The fiscal cliff drama over the past few months has captured the attention of Americans concerned about our economy – specifically how our lives will be particularly impacted.
And while it now seems that we will not take a terrifying plunge off the cliff – thanks to a last-minute deal brokered in Congress at the end of the year – there are still issues and concerns as they relate to the housing market and foreclosures.
The fiscal cliff agreement mentioned one of these issues directly – and many in the market were relieved to find that this particular issue survived the round of cuts that helped make the agreement a possibility. Here, we’re talking about the mortgage interest deduction, one that was at one point firmly in the crosshairs of budget-cutting politicians on Capitol Hill.
It’s conventional wisdom that this provision is good for the housing market, and intuitively, that appears to be the case. But is it really? Could removing this particular deduction actually help the market by restricting foreclosures and controlling risky behavior?
Taking Another Look at Mortgage Interest Deductions
Right now – unless Congress changes its mind down the road like it has threatened to do for months now – you can deduct the interest paid each year on your mortgage from your taxes. For many homeowners, that’s nothing to sneeze at; at 4% interest, a $170,000 home generates roughly $6,500 in interest for the first year.
While it’s not a dollar-for-dollar tax credit, it does reduce your taxable income by $6,500, which is sizable. Experts in housing claim that the deduction helps homeowners purchase homes by making them more affordable, which is true (in a sense).
But, does this create a false sense of security – or more precisely, affordability- for prospective homebuyers?
No one would argue that the deduction is the deciding factor behind a decision to purchase a home. But, the question is whether or not this deduction helps to create a perception in the mind of the buyer that a home that isn’t ordinarily affordable is more affordable than it really is.

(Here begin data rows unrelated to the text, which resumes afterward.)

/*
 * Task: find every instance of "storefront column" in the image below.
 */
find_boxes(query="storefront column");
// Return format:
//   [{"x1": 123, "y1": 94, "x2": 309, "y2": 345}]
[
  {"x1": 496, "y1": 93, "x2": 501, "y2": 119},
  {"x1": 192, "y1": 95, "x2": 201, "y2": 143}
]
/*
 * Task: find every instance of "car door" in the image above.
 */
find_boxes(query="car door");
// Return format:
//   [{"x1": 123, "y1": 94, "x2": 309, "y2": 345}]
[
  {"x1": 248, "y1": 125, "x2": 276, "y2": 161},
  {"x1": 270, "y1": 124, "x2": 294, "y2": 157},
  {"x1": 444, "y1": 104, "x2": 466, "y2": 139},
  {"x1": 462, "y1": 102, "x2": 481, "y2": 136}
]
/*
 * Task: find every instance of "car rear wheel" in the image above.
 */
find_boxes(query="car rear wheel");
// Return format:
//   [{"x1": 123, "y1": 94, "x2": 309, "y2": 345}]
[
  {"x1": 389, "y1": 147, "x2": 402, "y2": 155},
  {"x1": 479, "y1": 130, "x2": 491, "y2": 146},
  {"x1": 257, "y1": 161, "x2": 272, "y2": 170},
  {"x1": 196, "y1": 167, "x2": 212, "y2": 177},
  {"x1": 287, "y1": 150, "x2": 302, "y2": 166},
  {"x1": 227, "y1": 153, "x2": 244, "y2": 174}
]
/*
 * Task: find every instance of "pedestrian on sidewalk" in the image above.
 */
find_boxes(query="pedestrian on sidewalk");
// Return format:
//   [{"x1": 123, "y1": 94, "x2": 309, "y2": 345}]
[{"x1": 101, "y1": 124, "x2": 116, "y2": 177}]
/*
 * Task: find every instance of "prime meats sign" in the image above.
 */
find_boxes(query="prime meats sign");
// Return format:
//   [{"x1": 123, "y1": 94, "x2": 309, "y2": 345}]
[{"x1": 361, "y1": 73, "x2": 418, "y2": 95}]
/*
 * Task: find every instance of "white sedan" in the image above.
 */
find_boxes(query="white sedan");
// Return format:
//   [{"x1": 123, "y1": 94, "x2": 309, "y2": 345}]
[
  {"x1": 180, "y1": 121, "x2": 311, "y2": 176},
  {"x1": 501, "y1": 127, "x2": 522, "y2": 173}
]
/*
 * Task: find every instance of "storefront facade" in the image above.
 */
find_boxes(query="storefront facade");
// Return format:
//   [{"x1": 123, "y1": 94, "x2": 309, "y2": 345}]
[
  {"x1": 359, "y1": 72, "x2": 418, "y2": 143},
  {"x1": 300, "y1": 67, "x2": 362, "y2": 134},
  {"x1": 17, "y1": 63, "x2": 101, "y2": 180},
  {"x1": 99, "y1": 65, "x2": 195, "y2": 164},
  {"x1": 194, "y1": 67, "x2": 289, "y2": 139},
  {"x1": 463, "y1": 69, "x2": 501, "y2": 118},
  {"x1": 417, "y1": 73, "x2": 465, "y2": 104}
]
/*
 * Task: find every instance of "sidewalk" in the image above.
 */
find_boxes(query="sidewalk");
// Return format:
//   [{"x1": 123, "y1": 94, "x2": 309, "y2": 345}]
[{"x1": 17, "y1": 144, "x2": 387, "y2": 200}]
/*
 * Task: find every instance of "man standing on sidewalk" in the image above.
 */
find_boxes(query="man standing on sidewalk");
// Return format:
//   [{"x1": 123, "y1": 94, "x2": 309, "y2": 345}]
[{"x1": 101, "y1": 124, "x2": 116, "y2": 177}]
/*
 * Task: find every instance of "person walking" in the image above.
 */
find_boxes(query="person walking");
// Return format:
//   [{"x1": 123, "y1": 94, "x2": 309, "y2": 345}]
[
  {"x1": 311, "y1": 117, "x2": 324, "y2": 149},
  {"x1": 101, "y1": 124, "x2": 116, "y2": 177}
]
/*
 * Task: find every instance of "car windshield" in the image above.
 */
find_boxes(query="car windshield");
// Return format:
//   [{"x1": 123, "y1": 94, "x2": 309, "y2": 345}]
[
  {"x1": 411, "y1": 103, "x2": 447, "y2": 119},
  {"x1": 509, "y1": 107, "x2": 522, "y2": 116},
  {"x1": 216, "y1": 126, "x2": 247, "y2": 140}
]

Even beyond that, though, is the argument that the mortgage deduction doesn’t really offer much benefit to lower and middle-class homeowners – and instead harms the housing market by helping to artificially inflate housing prices.

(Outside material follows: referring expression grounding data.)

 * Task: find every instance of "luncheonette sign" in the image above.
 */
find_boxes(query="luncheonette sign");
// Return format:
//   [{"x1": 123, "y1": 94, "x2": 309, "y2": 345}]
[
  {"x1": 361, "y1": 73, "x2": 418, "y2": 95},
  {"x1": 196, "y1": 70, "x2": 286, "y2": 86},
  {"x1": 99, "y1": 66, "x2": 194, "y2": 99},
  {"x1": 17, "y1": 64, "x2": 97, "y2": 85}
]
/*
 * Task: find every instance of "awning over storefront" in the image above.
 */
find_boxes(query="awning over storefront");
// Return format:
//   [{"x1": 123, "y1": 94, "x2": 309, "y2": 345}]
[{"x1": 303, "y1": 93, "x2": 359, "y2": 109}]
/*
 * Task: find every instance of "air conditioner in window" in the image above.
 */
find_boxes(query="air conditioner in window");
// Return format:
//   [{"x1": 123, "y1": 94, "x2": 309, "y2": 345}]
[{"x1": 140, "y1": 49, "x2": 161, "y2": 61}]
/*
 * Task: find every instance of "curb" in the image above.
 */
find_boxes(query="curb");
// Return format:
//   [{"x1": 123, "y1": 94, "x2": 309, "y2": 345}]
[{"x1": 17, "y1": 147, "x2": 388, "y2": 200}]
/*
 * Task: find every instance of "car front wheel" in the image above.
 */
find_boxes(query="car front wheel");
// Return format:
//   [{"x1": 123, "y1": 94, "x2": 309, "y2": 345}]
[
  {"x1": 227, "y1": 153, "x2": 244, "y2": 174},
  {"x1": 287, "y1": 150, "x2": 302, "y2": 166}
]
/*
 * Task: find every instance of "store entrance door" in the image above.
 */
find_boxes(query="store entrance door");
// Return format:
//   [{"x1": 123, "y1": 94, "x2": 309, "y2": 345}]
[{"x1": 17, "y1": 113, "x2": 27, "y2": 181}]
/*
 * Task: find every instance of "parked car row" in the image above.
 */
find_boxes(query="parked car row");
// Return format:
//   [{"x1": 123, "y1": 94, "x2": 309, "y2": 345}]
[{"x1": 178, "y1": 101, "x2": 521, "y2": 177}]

Potential Impact on Foreclosures
One of the leading causes of foreclosures over the past six to seven years has been the inability for a homeowner to pay his or her mortgage because the homeowner paid more than the home was truly worth (due to inflated housing prices). When housing prices collapsed due to the demise of the housing bubble in 2007, many of these homeowners fell into foreclosure that could’ve possibly been avoided if they had scaled back their buying ambitions.
In theory, if the deduction were to be eliminated (or capped and reformed at the least), homeowners would have less of an incentive to purchase more home than they can really afford. That would in turn help curb defaults, which has the benefit of supporting home prices.

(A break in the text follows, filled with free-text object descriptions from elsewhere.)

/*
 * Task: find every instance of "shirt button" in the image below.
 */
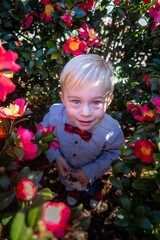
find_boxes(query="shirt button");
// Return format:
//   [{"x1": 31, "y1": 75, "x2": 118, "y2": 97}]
[
  {"x1": 74, "y1": 141, "x2": 78, "y2": 144},
  {"x1": 73, "y1": 154, "x2": 77, "y2": 157}
]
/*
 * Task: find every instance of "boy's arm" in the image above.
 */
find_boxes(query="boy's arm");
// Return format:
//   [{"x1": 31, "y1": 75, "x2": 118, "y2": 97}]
[
  {"x1": 81, "y1": 129, "x2": 125, "y2": 185},
  {"x1": 41, "y1": 104, "x2": 63, "y2": 164}
]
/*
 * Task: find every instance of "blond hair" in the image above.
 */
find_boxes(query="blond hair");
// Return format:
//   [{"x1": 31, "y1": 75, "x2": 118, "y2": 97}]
[{"x1": 60, "y1": 54, "x2": 114, "y2": 98}]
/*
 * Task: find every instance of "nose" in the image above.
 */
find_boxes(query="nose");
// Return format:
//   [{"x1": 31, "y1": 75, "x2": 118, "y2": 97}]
[{"x1": 80, "y1": 104, "x2": 92, "y2": 117}]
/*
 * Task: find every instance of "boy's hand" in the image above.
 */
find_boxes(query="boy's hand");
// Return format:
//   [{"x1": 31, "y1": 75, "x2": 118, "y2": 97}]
[
  {"x1": 72, "y1": 169, "x2": 89, "y2": 186},
  {"x1": 55, "y1": 156, "x2": 71, "y2": 177}
]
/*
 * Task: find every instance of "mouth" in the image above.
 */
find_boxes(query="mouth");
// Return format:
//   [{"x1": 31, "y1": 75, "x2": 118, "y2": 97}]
[{"x1": 78, "y1": 120, "x2": 93, "y2": 126}]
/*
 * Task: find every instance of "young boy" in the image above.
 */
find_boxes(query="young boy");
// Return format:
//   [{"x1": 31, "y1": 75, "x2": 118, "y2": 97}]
[{"x1": 42, "y1": 54, "x2": 125, "y2": 208}]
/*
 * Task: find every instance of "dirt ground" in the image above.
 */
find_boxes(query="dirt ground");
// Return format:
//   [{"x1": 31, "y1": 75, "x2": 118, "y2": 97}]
[{"x1": 21, "y1": 155, "x2": 129, "y2": 240}]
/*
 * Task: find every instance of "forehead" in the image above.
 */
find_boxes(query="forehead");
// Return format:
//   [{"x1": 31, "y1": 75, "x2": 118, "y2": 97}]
[{"x1": 64, "y1": 81, "x2": 107, "y2": 98}]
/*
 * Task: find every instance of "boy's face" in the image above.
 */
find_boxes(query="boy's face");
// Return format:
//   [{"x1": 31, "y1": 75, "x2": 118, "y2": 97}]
[{"x1": 59, "y1": 82, "x2": 112, "y2": 131}]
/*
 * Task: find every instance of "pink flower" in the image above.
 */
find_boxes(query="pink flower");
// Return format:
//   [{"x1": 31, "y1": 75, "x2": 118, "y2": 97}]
[
  {"x1": 149, "y1": 0, "x2": 160, "y2": 24},
  {"x1": 115, "y1": 0, "x2": 120, "y2": 4},
  {"x1": 151, "y1": 97, "x2": 160, "y2": 113},
  {"x1": 16, "y1": 179, "x2": 36, "y2": 201},
  {"x1": 40, "y1": 0, "x2": 60, "y2": 22},
  {"x1": 134, "y1": 104, "x2": 157, "y2": 123},
  {"x1": 78, "y1": 0, "x2": 95, "y2": 13},
  {"x1": 79, "y1": 23, "x2": 101, "y2": 48},
  {"x1": 63, "y1": 36, "x2": 88, "y2": 56},
  {"x1": 36, "y1": 123, "x2": 55, "y2": 136},
  {"x1": 61, "y1": 14, "x2": 72, "y2": 27},
  {"x1": 0, "y1": 73, "x2": 15, "y2": 102},
  {"x1": 41, "y1": 201, "x2": 70, "y2": 239},
  {"x1": 151, "y1": 21, "x2": 160, "y2": 31},
  {"x1": 143, "y1": 0, "x2": 151, "y2": 4},
  {"x1": 127, "y1": 102, "x2": 140, "y2": 116},
  {"x1": 49, "y1": 139, "x2": 60, "y2": 151},
  {"x1": 16, "y1": 126, "x2": 38, "y2": 160},
  {"x1": 0, "y1": 40, "x2": 21, "y2": 72},
  {"x1": 21, "y1": 11, "x2": 38, "y2": 28},
  {"x1": 0, "y1": 99, "x2": 28, "y2": 119},
  {"x1": 134, "y1": 139, "x2": 157, "y2": 163}
]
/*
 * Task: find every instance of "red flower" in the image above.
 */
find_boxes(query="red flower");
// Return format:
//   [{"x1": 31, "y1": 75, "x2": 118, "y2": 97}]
[
  {"x1": 79, "y1": 23, "x2": 101, "y2": 48},
  {"x1": 61, "y1": 14, "x2": 72, "y2": 27},
  {"x1": 36, "y1": 123, "x2": 55, "y2": 136},
  {"x1": 143, "y1": 0, "x2": 151, "y2": 4},
  {"x1": 0, "y1": 122, "x2": 6, "y2": 139},
  {"x1": 40, "y1": 0, "x2": 60, "y2": 22},
  {"x1": 115, "y1": 0, "x2": 120, "y2": 4},
  {"x1": 21, "y1": 11, "x2": 38, "y2": 28},
  {"x1": 78, "y1": 0, "x2": 95, "y2": 13},
  {"x1": 49, "y1": 139, "x2": 59, "y2": 151},
  {"x1": 0, "y1": 40, "x2": 20, "y2": 72},
  {"x1": 16, "y1": 126, "x2": 38, "y2": 160},
  {"x1": 149, "y1": 0, "x2": 160, "y2": 24},
  {"x1": 143, "y1": 74, "x2": 152, "y2": 86},
  {"x1": 151, "y1": 97, "x2": 160, "y2": 113},
  {"x1": 16, "y1": 179, "x2": 36, "y2": 201},
  {"x1": 41, "y1": 201, "x2": 70, "y2": 239},
  {"x1": 63, "y1": 36, "x2": 88, "y2": 56},
  {"x1": 134, "y1": 104, "x2": 157, "y2": 123},
  {"x1": 0, "y1": 73, "x2": 15, "y2": 102},
  {"x1": 134, "y1": 139, "x2": 157, "y2": 163},
  {"x1": 127, "y1": 102, "x2": 140, "y2": 116},
  {"x1": 0, "y1": 99, "x2": 28, "y2": 119}
]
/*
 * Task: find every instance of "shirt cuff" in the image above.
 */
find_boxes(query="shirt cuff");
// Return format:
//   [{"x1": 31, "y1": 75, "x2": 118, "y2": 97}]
[{"x1": 46, "y1": 148, "x2": 62, "y2": 164}]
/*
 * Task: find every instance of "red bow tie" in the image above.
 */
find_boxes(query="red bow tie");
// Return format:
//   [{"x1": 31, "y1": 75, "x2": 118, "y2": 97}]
[{"x1": 64, "y1": 123, "x2": 92, "y2": 142}]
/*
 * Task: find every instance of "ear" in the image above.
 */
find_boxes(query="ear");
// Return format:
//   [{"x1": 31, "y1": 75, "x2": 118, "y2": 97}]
[
  {"x1": 59, "y1": 91, "x2": 65, "y2": 105},
  {"x1": 107, "y1": 95, "x2": 114, "y2": 108}
]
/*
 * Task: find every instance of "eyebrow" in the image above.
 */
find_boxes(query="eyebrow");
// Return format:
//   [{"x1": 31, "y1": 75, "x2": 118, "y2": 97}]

It is very likely that prices would decline in the aftermath of such an act, but would it really be that bad if prices returned quickly to realistic levels? After all, unrealistic expectations of future price performance, fueled by wildly-inflated home values, produced the worst housing market collapse in United States history.
Of course, the traditional arguments in favor of the deduction – support for affordable housing for lower and middle-class homeowners, economic production for the nation as a whole, and vital tax relief for groups of Americans who frankly need the help – are very powerful and persuasive.
Removing the mortgage interest deduction ultimately may not be a viable solution or one in the best interests of our country, and may not even be possible (since the political fallout from such a move would be virtual career suicide for politicians responsible).
But any proposed solution that can help the market and keep another crash at bay should be considered. The housing market right now needs the mortgage interest deduction – but that doesn’t mean we shouldn’t talk about it.